Le génie s’était dépouillé de 100 chevaux et de 20 voitures prêtées à l’administration pour assurer les vivres du corps expéditionnaire jusqu’au moment où il les recevrait de la victoire. Le général Fleury fit généreusement à l’intérêt commun le sacrifice de la moitié de son matériel, et il s’attacha exclusivement à emporter 40,000 sacs à terre pour cheminer sur le roc nu de Constantine et suppléer à l’absence de bois pour gabions et fascines. Ils furent un précieux moyen d’accélérer une attaque pour laquelle les hommes et le temps manquaient également.

La cavalerie, trop peu nombreuse et disséminée dans les brigades, ne pouvait être et ne fut employée qu’à éloigner de la route du convoi un ennemi plus taquin qu’entreprenant.

C’était surtout d’infanterie qu’on était dépourvu. Ce qu’il y en avait était excellent; c’était un alliage de vieux soldats et de jeunes volontaires conduits par des officiers aguerris et vivifiés par ce qui fait les bonnes troupes : une noble passion et le sentiment d’un grand devoir. L’ardeur de ces masses intelligentes n’était pas l’enthousiasme présomptueux et peu durable de militaires novices appelant le danger sans le connaître; c’était la fermeté réfléchie et sereine de guerriers éprouvés, ayant mesuré le péril et marchant à sa rencontre avec la volonté de le dompter à tout prix.
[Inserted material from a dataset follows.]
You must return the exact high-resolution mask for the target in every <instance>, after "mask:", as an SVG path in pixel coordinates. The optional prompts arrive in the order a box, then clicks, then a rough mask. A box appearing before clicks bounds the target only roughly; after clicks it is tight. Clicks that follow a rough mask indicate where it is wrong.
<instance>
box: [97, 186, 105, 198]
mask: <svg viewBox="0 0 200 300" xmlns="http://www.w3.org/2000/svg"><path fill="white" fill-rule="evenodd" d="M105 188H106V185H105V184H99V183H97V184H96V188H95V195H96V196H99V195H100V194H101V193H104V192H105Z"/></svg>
Les fantassins avaient quitté les buffleteries, la giberne, le sabre-poignard et la couverture, pour porter seulement le sac de campagne et une cartouchière suspendue au col et à la ceinture. Il avait fallu sept ans pour faire adopter cet équipement, destiné à devenir un jour celui de toutes les troupes à pied, parce qu’il est le plus propre à la mobilité, premier besoin de la stratégie et de la tactique modernes. Encore ne serait-on pas si tôt parvenu à vaincre la routine, s’il n’avait pas fallu, dans cette expédition, débarrasser le soldat d’une partie de son incommode accoutrement pour lui faire porter, sans dépasser les forces humaines, outre son fusil et son sac, 60 cartouches, huit jours de vivres et un fagot de 4 livres, pouvant servir, avec un grand bâton tenu à la main, à faire trois fois cuire la soupe.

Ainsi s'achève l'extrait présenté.